Memorial Day - Just Another Monday Off?
It's kind of strange to experience Memorial Day here in the USA after living in Israel for many years.
Memorial Day in Israel is serious stuff. Places of entertainment are closed. Torches are lit by relatives of the fallen. At 11 a.m. a siren sounds. All traffic halts. Drivers get out of their cars in the middle of the highway and stand silent for 2 full minutes. If you're in a meeting, the same instantaneous suspension of activity, the same silent homage to the fallen. At sundown of that day, Independence Day begins. Fireworks, barbequeues (mangal ), performances. But the organic connection is made manifest - between the precious gift of independence and the price paid by tens of thousands to achieve and maintain that gift.
Here in the USA, by contrast, there is an emotional remove -- for all but the families and friends of the recently fallen. The average American goes to the beach or to a picnic or backyard barbequeue. Maybe they attend a parade of aging veterans. But there is no national involvement, no sense of the greater collective. To take Memorial Day seriously in the USA, you have to be military family or rabid right-winger.

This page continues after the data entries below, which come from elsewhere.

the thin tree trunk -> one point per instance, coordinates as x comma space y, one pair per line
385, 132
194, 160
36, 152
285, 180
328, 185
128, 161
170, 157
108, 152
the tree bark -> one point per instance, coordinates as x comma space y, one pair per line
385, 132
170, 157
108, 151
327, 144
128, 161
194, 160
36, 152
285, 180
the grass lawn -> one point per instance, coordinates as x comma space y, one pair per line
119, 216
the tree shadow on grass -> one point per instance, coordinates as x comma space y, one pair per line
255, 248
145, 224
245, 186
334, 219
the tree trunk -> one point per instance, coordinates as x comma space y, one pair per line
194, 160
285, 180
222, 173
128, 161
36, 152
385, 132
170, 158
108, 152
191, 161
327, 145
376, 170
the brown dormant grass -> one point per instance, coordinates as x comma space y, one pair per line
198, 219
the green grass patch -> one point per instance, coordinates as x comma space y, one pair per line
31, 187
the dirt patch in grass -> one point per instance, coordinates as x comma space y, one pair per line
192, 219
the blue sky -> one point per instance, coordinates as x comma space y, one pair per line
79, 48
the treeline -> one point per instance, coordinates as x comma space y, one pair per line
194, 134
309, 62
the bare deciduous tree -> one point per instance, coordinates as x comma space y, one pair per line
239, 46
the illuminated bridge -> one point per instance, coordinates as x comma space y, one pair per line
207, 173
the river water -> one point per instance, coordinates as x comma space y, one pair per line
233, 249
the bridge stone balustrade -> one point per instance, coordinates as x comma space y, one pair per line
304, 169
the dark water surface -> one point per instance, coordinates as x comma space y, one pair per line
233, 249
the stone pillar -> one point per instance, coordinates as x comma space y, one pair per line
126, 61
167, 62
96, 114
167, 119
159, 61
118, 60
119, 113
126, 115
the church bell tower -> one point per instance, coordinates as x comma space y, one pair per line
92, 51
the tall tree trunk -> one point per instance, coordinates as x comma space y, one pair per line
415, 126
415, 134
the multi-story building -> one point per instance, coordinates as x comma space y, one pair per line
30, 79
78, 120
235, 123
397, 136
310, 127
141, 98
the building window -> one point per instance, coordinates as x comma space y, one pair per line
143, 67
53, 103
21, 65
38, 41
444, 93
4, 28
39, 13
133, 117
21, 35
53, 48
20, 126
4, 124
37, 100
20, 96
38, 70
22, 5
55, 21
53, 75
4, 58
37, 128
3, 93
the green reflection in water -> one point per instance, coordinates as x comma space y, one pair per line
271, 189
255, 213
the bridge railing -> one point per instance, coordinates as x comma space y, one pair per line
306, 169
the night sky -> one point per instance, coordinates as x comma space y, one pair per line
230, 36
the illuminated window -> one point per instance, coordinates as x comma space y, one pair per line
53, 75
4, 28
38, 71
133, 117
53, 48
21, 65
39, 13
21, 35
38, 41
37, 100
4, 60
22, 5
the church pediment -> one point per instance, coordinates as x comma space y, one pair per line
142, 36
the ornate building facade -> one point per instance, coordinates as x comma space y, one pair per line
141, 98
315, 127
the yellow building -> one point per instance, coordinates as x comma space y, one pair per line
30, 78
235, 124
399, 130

I see this partly as a result of our basic sense of security - something Israel still yearns to achieve - and partly as the unfortunate consequence of the wars we have fought in our lifetime, wars which lacked a national consensus. That absence of consensus has shorn military service of much of its sacred character. It is not the soldiers' fault - they cling to the sacred task of defending their nation. It is the fault of our elected leaders who are entirely too ready to send other people's children into harm's way, while their own sons and daughters would never dream of signing up to serve.